I share this story for one reason—there are some of you out there who feel as if God has abandoned you, as if your dreams are dying a long, painful death. Please don’t give up! You have no idea what God has planned, what He is doing in the background to make your dreams become a reality.
In a wealthy home some utensils are made of gold and silver, and some are made of wood and clay. The expensive utensils are used for special occasions, and the cheap ones are for everyday use. If you keep yourself pure, you will be a special utensil for honorable use. Your life will be clean, and you will be ready for the Master to use you for every good work. 2 Timothy 2:20
Lord, I offer my life to you. I pray that I will be a vessel for honor, sanctified, useful to you, prepared for every good work.

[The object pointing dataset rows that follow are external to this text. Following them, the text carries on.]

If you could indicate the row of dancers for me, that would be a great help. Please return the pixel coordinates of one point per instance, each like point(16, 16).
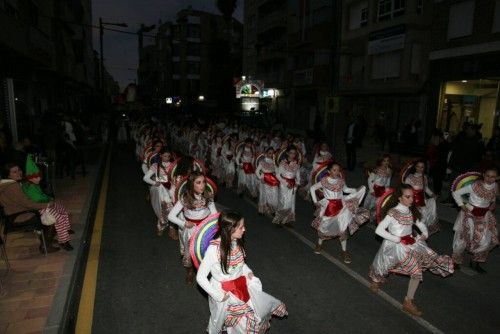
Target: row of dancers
point(275, 183)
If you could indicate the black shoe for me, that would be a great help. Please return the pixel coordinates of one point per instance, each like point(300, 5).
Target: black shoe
point(66, 246)
point(475, 265)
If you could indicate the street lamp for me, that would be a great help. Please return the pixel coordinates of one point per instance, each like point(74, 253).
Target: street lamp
point(101, 34)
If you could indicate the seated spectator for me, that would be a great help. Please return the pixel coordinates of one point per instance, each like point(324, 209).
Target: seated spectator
point(58, 212)
point(15, 201)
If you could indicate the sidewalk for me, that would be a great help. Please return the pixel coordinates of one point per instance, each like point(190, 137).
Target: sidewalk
point(36, 288)
point(370, 152)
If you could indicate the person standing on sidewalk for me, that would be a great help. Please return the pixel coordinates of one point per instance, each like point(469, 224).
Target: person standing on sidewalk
point(157, 178)
point(339, 215)
point(378, 181)
point(289, 176)
point(427, 206)
point(476, 227)
point(403, 251)
point(189, 211)
point(351, 138)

(And, just for the record, God has already made the pain I have experienced worthwhile. My life is so much sweeter and enjoyable than I ever dreamed possible. Even if God never gave me another opportunity to write for His glory, I would be forever thankful for the journey I have walked through. It has made me a much better, stronger, deeper, more compassionate person than I ever dreamed possible. God never allows our pain to be in vain!)